Zeynep Ökmen
İnsanın kaderi bazen, kendi gövdesini taşıyamayacak kadar ağır bir taşın altında kalmaktır. O taş; hayal kırıklıklarının, yitip giden sevdaların, kendi içimizde kaybettiğimiz savaşların taşıdır. İnsan, bir gün gelir ve o taşın altında ezilmekle ayağa kalkmak arasında karar vermek zorunda kalır. İşte “yeniden başlamak” dediğimiz şey, bu taşın altında nefes almak için göğsünü parçalarcasına derin bir soluk çekmektir.
Her şeye rağmen yeniden başlamak, hayata duyulan kör bir inanç değildir. Aksine, hayatın acımasızlığını tanımış, kendi yenilgilerinin tadını dilinde hissetmiş bir insanın iradeyle verdiği karardır. Psikolojide buna “direnç” derler; felsefede ise belki bir “yeniden varoluş” denir. Ama adının ne olduğunun önemi yoktur; asıl mesele, insanın kanayan yanından hâlâ yaşam fışkırabileceğine inanmasıdır.
Bir çocuk gibi değil, bir mağlup gibi başlarız yeniden. Çocuk masumiyetle, mağlup bilgelikle bakar dünyaya. Yeniden başlamak, saf bir umut değil; bilerek ve isteyerek yeniden yanmayı göze almaktır. Çünkü insan, yanmadan aydınlanamaz. İnsanın ruhu, tıpkı külün içinden doğan kıvılcım gibi, karanlığın ortasında kendini yeniden yakar.
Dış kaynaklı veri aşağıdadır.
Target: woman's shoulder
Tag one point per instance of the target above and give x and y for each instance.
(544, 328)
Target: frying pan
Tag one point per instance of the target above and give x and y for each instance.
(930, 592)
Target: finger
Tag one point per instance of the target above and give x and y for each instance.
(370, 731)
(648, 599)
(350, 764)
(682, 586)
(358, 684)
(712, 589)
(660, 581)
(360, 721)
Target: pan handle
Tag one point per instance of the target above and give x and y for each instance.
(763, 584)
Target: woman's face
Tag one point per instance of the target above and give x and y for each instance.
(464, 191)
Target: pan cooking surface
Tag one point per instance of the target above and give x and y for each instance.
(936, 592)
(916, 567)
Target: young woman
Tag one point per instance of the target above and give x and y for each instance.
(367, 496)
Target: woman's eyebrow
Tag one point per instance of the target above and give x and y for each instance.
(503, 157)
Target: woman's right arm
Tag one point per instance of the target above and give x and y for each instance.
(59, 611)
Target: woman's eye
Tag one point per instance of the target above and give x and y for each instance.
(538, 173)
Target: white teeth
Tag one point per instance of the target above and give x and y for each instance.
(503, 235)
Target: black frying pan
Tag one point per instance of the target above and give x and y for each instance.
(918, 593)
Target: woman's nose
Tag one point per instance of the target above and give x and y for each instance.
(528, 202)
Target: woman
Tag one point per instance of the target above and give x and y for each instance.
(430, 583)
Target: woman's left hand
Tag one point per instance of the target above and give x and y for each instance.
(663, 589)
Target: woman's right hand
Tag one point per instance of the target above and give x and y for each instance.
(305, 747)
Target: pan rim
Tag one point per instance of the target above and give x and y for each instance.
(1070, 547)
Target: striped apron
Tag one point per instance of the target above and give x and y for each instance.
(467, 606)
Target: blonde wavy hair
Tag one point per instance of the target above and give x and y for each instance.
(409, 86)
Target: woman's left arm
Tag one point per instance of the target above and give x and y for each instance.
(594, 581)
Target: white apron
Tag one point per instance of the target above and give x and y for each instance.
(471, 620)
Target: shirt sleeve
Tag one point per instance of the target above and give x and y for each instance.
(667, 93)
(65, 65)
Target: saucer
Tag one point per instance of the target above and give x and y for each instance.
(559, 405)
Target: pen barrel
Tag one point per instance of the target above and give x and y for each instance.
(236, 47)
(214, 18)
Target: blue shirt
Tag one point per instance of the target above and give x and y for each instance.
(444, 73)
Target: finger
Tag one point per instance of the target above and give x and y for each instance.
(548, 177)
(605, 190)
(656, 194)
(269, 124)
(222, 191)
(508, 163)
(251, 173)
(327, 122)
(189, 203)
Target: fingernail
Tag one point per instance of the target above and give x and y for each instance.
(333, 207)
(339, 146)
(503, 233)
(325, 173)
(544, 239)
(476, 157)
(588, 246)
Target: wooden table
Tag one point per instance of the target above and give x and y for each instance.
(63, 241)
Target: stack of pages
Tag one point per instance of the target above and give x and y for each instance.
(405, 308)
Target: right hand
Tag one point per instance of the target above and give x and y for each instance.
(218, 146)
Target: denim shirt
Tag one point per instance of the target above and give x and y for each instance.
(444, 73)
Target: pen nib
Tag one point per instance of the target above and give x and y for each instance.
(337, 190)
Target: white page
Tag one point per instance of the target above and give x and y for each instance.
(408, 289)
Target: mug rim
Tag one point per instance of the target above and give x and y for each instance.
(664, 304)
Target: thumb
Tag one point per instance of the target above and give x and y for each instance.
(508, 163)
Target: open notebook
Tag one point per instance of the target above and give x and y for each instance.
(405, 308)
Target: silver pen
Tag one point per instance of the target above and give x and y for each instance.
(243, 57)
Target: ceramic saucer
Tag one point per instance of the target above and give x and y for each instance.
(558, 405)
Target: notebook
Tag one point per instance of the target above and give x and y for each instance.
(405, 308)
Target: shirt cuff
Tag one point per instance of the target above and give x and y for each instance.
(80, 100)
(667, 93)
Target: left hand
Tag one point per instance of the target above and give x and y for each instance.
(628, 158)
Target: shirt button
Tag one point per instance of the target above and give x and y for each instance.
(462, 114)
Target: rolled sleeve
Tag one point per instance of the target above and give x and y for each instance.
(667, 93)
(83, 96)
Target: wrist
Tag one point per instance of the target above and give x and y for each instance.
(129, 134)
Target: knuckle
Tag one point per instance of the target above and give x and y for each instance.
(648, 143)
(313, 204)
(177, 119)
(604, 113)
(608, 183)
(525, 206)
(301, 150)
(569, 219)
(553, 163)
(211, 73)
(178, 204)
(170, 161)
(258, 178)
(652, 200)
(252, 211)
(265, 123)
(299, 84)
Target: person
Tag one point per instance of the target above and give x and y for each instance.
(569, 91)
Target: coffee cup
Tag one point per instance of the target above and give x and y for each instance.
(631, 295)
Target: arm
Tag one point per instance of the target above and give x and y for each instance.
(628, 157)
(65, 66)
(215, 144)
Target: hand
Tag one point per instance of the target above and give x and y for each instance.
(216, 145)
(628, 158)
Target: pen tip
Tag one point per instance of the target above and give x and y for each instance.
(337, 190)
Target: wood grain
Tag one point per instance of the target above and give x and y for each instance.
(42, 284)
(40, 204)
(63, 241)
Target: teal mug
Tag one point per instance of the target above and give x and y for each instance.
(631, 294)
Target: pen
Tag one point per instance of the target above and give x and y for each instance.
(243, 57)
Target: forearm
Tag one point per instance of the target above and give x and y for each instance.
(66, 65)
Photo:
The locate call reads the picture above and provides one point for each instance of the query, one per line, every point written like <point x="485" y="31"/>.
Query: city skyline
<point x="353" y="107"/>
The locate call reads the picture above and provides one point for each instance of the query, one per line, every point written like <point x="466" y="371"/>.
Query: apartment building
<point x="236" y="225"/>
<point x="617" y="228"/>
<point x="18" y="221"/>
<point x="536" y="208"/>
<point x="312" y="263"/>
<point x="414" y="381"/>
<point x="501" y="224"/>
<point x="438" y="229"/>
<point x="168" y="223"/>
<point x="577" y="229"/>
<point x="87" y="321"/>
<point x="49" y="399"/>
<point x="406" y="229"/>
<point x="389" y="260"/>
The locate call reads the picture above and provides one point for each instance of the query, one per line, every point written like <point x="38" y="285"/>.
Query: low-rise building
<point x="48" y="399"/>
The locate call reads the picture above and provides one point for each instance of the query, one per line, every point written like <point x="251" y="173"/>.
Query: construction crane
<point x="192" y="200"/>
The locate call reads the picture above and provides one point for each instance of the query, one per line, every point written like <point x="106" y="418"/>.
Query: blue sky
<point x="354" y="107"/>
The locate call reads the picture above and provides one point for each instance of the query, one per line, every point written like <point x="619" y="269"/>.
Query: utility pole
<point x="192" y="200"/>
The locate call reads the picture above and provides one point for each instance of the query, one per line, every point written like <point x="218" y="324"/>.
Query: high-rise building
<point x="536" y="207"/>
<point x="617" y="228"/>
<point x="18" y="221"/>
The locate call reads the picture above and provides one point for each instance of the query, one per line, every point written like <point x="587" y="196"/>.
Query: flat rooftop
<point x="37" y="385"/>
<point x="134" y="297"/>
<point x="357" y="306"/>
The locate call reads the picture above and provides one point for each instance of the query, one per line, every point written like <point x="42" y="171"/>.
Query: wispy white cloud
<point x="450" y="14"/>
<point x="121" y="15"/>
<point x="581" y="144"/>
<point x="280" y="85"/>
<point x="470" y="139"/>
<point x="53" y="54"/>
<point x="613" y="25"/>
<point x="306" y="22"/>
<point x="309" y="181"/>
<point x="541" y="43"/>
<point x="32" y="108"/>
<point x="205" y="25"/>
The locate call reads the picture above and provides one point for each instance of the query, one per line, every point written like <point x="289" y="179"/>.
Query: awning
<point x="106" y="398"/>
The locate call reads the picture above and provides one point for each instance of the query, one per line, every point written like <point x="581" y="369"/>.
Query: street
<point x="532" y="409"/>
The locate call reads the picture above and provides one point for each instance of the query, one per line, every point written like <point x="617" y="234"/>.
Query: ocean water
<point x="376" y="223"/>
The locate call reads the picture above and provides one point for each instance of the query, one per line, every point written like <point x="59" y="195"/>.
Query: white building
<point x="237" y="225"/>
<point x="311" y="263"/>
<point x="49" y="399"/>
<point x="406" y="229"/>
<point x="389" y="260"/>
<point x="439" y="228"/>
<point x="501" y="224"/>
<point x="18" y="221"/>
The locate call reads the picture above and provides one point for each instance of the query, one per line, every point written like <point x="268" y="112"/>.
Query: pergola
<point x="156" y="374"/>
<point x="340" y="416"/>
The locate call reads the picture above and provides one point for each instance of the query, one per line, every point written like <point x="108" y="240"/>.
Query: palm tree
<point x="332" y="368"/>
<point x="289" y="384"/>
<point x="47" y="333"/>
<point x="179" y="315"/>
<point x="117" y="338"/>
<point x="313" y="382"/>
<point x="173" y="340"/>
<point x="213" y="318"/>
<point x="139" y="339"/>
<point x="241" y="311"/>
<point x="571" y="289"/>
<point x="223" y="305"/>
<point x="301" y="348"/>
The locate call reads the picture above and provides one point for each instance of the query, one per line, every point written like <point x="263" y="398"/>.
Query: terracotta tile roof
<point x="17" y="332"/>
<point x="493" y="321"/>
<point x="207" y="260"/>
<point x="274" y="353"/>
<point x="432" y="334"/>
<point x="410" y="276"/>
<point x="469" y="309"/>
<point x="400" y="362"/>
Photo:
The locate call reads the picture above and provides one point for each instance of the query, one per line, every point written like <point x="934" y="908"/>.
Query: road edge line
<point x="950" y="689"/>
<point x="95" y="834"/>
Bazen “bitti” sandığımız yerde aslında ilk defa başlamışızdır. Çünkü bitiş, zihnin kurduğu bir yanılsamadır; ruhun derinliklerinde hiçbir şey tam anlamıyla bitmez. Orada hep bir “devam” vardır. Yolda devrilen bir ağaç gibi görünür insan, fakat kökleri hâlâ topraktadır. Ve kök, toprağa tutunduğu sürece yeniden filiz vermek mümkündür.
Yeniden başlamak, kendini kandırmak değil; kendini aşmaktır. İnsanın kendi gölgesinden kaçamayacağını bilmesi ama yine de güneşi aramaya devam etmesidir. Bu yüzden her yeniden başlangıç aslında bir meydan okumadır. Dünyaya değil, kendimize: “Sana rağmen, senin ağırlığına rağmen, ben yeniden var olacağım!”
Ve işte o an, insanın en sahici anıdır. Çünkü insan gerçekten ancak o zaman vardır: yaralarıyla, kırıklarıyla, eksikleriyle… ve yine de ayağa kalkarak.